Chiedono una stanza, mormorando sottovoce, una
a caso senza gradimento, perché non fa differenza,
avere la vista sul cortile, oppure sulla strada, oppure
la televisione. Vogliono solo un letto, che sia almeno
caldo, vogliono solo un tetto, al riparo d’altri occhi,
per poi
scomparire nel buio delle scale, come fossero due anime
e mai fossero esistiti.
Ma quella
mattina è stato tutto diverso, li ho visti arrivare con
l’aria spaurita, puliti, educati, sembravano finti,
sembravano fossero due angeli dipinti, e con un filo di
voce m’han chiesto una stanza, e si sono guardati
facendosi forza, lui ha sorriso e lei ha risposto, come
fossero cuccioli, come fossero bimbi, capitati per caso
in un posto per grandi. Gli ho fatto vedere la stanza
più grande, la meno schifosa senza carta strappata, con
il finto Degas sopra la porta e la chiave dorata, la
numero tre.
Loro l'hanno guardata come fosse una
reggia, e allora
ho messo nel letto i lenzuoli più nuovi, le federe a
fiori e sul comodino una brocca, ed un mazzo di rose con
l’acqua corrente. E
quando ho chiuso la porta di quel paradiso, loro m’hanno
sorriso accennando ad un inchino, ed ho visto la luce in
quegli angeli onesti, come se tutto il sole avesse
deciso, di condensare il calore dentro la stanza, sopra
quei corpi ancora distanti, ma le anime candide già
tanto vicine.
Io lavoro al bar di un albergo a
ore, e annoto sempre l’ora perché il prezzo poi cambia,
ma erano passate più di sei ore, da quando i ragazzi
m’avevan chiesto la chiave, allora sono salito con
il fiato nel cuore ed aprendo la porta non credevo
ai miei occhi.
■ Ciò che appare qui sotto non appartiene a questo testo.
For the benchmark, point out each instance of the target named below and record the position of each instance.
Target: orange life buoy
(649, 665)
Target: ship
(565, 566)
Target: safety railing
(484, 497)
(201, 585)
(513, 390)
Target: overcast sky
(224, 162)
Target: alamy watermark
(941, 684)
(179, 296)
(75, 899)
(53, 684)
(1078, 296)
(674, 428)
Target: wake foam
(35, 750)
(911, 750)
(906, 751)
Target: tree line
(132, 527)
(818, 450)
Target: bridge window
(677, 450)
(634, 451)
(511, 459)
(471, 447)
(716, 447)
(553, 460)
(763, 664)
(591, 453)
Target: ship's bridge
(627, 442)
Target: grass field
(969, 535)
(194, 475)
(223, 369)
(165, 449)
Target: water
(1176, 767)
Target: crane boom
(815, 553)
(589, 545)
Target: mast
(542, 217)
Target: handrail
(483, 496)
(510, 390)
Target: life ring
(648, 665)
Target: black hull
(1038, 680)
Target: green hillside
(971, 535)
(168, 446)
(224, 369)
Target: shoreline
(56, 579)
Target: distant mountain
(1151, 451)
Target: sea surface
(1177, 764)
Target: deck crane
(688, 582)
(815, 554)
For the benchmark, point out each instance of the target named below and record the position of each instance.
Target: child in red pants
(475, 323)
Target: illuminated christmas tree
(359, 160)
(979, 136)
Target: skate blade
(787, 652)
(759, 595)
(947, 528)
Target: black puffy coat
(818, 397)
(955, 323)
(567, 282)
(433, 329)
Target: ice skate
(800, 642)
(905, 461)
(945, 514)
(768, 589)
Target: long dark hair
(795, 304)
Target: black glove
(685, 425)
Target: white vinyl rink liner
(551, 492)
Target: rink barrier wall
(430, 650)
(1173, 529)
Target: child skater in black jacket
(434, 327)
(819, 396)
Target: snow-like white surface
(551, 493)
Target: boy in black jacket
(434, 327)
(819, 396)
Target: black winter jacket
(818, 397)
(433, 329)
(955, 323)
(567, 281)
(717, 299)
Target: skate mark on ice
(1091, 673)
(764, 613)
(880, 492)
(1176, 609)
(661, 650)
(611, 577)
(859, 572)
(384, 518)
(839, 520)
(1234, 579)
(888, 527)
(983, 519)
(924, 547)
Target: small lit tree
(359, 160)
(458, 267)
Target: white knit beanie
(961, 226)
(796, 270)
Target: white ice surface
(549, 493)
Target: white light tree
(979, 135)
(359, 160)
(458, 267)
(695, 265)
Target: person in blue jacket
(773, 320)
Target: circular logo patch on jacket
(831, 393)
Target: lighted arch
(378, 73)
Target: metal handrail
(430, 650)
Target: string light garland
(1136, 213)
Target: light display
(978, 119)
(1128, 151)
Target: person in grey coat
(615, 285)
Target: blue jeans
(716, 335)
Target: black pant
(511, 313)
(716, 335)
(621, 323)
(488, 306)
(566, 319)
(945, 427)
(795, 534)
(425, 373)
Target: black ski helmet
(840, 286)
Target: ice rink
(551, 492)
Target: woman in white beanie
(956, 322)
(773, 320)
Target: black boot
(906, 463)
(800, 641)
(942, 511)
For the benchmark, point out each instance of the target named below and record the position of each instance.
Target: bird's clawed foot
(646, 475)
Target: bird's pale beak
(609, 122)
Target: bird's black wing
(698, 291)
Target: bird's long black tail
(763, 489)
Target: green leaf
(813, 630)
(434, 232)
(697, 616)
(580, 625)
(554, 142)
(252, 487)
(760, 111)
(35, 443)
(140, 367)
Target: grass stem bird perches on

Sono rimasto là come un cretino, quando
li ho visti nudi nel letto, che si tenevano stretti,
uniti e tranquilli, e se n'erano andati in silenzio
perfetto, lasciando soltanto i due corpi nel letto, e lo
sguardo fisso verso altre mattine.
Poi me Ii
hanno incartati nei lenzuoli più bianchi, e l'ultimo
viaggio l'han fatto da soli, né fiori né gente, soltanto
un furgone, ma là dove stanno, staranno benone! Ma sono
scoppiato in un pianto a dirotto come la pioggia che
cadeva di fuori, come se avessi il peccato e la colpa
per averli accolti in quello squallido albergo. Lo so
che non c'entro, però non è giusto, morire a vent'anni e
poi, proprio qui! Perché io lavoro al bar d'un albergo
ad ore, e portò su il caffè a chi fa l'amore, e di certo
sarò anche un cretino, ma da quel giorno non ho più dato
la chiave del tre!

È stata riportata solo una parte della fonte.